It is worth noting that SA-BNs is mainly designed to indentify the miRNA-mRNA interactions for specific conditions. In the analysis, it has been used to discover the miRNA-mRNA interactions for EMT. Table 2 shows that 5 out of 7 identified miRNA-mRNA interactions by SA-BNs have been confirmed experimentally for EMT. It suggests that SA-BNs are promising to discover the miRNA-mRNA interactions for specific conditions. In the following, we will discuss the interactions for EMT in detail.

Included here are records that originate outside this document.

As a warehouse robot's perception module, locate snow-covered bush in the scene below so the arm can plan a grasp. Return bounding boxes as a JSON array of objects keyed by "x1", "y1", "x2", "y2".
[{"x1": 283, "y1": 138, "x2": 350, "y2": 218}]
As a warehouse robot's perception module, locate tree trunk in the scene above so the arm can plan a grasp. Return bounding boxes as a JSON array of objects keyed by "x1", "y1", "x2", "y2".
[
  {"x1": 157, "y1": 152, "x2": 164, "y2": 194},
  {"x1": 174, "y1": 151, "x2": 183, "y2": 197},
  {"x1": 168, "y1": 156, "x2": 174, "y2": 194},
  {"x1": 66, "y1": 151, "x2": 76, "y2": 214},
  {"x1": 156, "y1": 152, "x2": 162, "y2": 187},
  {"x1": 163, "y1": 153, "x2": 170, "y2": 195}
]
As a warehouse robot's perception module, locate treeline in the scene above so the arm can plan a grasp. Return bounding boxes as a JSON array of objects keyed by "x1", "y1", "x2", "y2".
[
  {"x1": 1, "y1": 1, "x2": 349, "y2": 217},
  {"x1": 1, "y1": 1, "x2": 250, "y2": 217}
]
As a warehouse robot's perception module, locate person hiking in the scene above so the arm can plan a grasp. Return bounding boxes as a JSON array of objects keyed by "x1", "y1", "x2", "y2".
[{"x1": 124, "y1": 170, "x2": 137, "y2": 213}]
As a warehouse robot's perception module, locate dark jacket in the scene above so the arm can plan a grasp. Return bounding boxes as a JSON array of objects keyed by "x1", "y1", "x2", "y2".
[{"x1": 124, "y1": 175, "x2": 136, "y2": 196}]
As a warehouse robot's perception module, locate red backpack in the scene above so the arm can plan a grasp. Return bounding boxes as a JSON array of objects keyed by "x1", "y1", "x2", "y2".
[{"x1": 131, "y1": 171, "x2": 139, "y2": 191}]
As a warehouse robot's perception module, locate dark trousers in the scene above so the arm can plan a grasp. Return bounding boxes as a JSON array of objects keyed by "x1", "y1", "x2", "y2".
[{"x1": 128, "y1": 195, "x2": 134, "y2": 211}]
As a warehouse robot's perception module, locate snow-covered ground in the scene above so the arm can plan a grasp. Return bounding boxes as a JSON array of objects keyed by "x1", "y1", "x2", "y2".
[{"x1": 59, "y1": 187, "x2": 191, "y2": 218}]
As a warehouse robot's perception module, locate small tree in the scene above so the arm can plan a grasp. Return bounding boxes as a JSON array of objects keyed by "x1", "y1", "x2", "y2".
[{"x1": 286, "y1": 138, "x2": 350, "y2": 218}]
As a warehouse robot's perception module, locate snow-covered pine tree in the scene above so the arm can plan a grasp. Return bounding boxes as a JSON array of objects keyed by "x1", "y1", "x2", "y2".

#### SA-BNs discover the miR-200 family target ZEB1 and ZEB2 for EMT which have been experimentally validated

The miR-200 family has been identified to play a central role in the regulation of the epithelial to mesenchymal transition [28, 29, 46]. In the interaction network, SA-BNs identified experimentally validated targets of *miR-200* family. The results of SA-BNs show that *ZEB1* is co-targeted by *miR-200b* and *miR-200c*, and *ZEB2* is co-targeted by *miR-200a* and *miR-200b* in EMT module at statistically significant level. Correlation tests show that miR-200 negatively correlates with *ZEB1* and *ZEB2* at significant level (*p*-value < 0.005, adjusted by BH method). The discovery indicates that the miR-200 family negatively regulates *ZEB1* and *ZEB2*, in agreement with previous experimental work showing that the miR-200 family regulate EMT by directly targeting *ZEB1* and *ZEB2*[28, 29, 46]. This discovery of SA-BNs is consistent with the validated results.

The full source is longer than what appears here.